Publication year - 1990
Publication title -
the embo journal
Language(s) - English
Resource type - Journals
SCImago Journal Rank - 7.484
H-Index - 392
eISSN - 1460-2075
pISSN - 0261-4189
DOI - 10.1002/j.1460-2075.1990.tb07406.x
Subject(s) - biology , dna , genetics , rna , dna replication , origin of replication , computational biology , microbiology and biotechnology , gene
The Escherichia coli initiator protein, dnaA complexed with ATP, binds to the replication origin (oriC) and melts the duplex in the AT‐rich part of oriC. Opening of the duplex requires a minimum temperature and superhelix density. A low level of HU protein (5 molecules/oriC) is stimulatory, probably by facilitating DNA bending. High levels of HU protein (136 molecules/oriC) restrain the free superhelicity.
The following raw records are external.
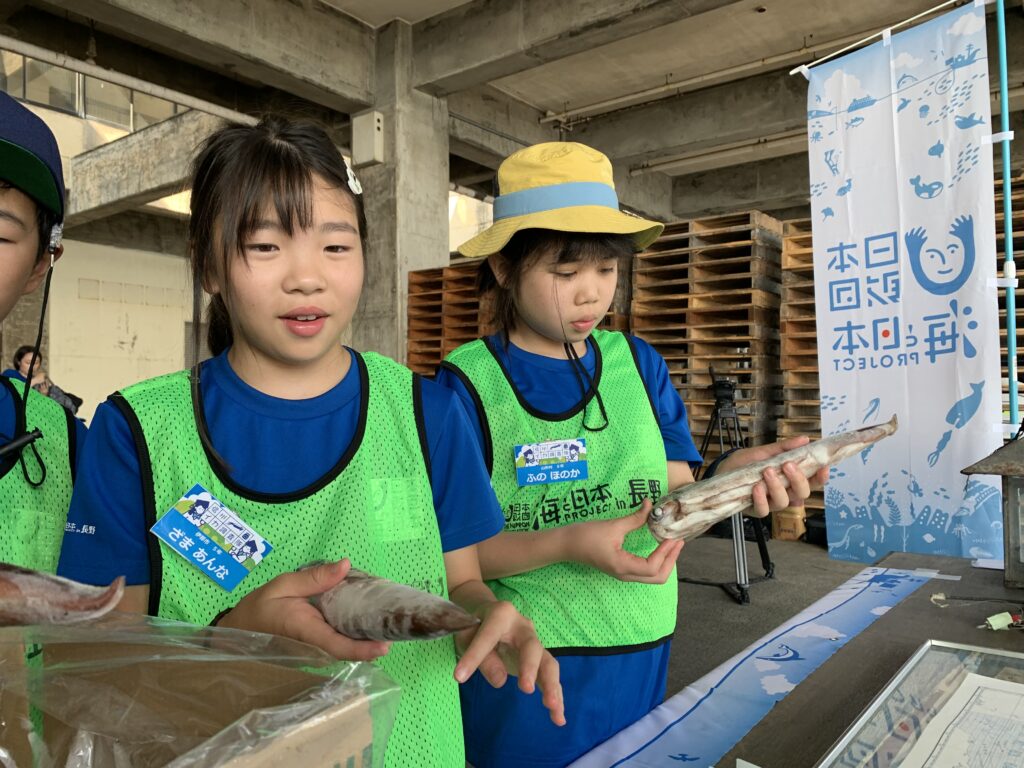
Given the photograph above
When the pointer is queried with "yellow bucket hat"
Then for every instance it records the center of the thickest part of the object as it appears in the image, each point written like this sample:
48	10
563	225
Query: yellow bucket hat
561	185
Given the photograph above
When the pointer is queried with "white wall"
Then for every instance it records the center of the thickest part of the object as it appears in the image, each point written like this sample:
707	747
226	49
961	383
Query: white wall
116	316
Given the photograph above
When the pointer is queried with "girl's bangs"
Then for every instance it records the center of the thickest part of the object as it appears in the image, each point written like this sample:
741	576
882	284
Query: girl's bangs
274	186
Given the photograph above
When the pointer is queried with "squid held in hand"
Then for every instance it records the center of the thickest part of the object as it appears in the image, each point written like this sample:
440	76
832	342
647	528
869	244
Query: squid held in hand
368	607
692	509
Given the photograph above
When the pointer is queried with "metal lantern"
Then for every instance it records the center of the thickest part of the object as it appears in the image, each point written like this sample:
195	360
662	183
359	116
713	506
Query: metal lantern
1009	462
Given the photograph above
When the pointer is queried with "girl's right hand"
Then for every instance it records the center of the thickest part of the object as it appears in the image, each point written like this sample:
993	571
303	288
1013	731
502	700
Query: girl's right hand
599	543
282	607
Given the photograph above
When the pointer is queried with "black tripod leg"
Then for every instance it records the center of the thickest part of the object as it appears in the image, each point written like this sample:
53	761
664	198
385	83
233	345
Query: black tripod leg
766	563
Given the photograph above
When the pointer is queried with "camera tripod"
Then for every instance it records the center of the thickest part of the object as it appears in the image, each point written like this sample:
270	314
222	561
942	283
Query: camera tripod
725	423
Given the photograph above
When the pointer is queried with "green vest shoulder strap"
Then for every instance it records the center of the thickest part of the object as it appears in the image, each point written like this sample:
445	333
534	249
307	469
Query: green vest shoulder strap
576	607
35	515
375	507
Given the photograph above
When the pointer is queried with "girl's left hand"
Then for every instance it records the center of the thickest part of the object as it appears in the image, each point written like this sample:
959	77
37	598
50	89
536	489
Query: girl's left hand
770	495
505	643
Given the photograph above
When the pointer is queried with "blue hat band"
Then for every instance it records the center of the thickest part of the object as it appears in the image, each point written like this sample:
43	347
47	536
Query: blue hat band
568	195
Under adverse conditions for oriC melting (i.e. absence of HU, high levels of HU, low temperature or low superhelicity), transcription can activate initiation of replication by generating an R‐loop located even a large distance from oriC. The strand‐separation stage at oriC prior to the entry of the dnaB helicase was specifically stimulated. Activation by the R‐loop was blocked when a stretch of 14 GC base pairs was inserted between the loop and oriC. Thus, activation of oriC by the distantly located R‐loop appears to require propagation of DNA melting through the intervening sequence.